Broken Home Of The Week
We’ve heard from both Bret’s Mom and Bret Hart’s Parents, so now it’s time to get the thoughts of Davey Boy’s Wife as we head into the Intercontinental Championship match at SummerSlam.
Diana goes for a daytime Emmy here, actually crying about how the match that got booked a couple of weeks ago between two nice pro wrestlers with the same job is ruining all their lives. “All Davey seems to say is that he’s doing it for me and the kids … Bret’s obsessed with keeping the belt, Davey’s consumed with winning it, and they don’t seem to think that we don’t understand, but they don’t understand what we’re going through, and … everything that we’ve worked for is going to be for nothing when it’s all over with, because I don’t believe they’re ever going to be friends again!”
Just a reminder that this match ends with a counter to a sunset flip, not Davey powerslamming Bret into a circus net of light tubes.
An Offer You Can’t Refuse Of The Week
Last week’s show featured Ric Flair trying to convince The Ultimate Warrior that Mr. Perfect had been negotiating with the Macho Man Randy Savage about being in Savage’s corner for the championship match at SummerSlam, so this week, Perfect shows up and tells Sunkist Randy Savage that Warrior’s made them “an offer [he] may not be able to refuse.”
First of all, I hope Warrior’s offer was, “do as I say or I’ll kill you,” Corleone style. Second of all, I love the idea that even Macho Man would be crazy enough to imagine The Ultimate Warrior having long phone call negotiations of any kind. The longest conversation Warrior ever had on a telephone was snorting and waving his hands in the air when he heard, “yabba-dabba doo, I like talkin’ to YOU,” come out of his Flintstone Phone.

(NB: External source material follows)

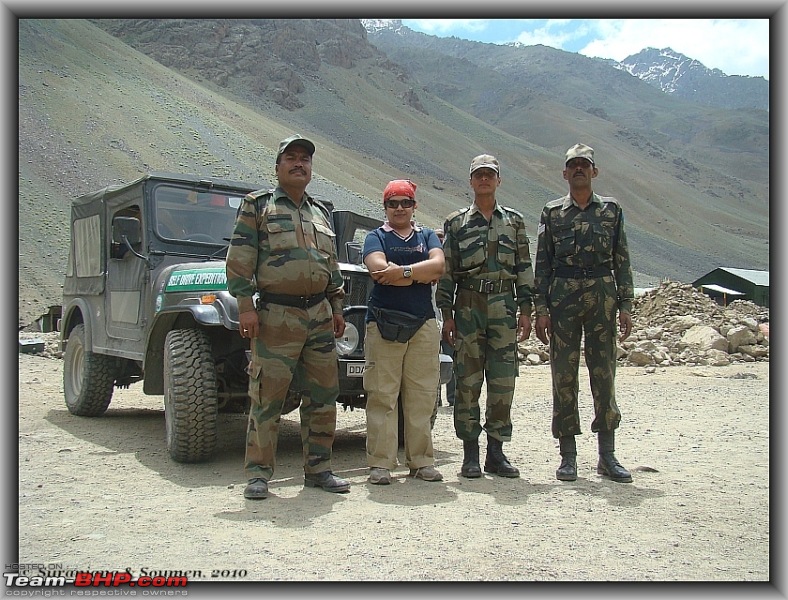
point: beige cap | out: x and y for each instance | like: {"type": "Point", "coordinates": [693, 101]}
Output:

Still, this works, because WWE babyfaces are forever a trusting decision away from a complete lobotomy.
Armpit Workout Of The Week
Razor Ramon wins his second match against Jim Powers, but the match features two interesting quirks from Vince McMahon.
- he seems to think Jim Powers and Razor Ramon are truly on equal footing, and keeps calling Powers “Jimmy”
- he oddly questions Razor Ramon’s sexuality, I think, by saying he knows he’s full of “machismo,” but doesn’t really think he’s, “not all that macho, if you get my drift”
Firstly, what? Secondly, what’s not macho about this?
Ask Mr. Perfect, he knows.
Next Week Of The Week
Hacksaw Jim Duggan will shoot you with a wooden gun if you don’t approve of cousinly incest! See you then!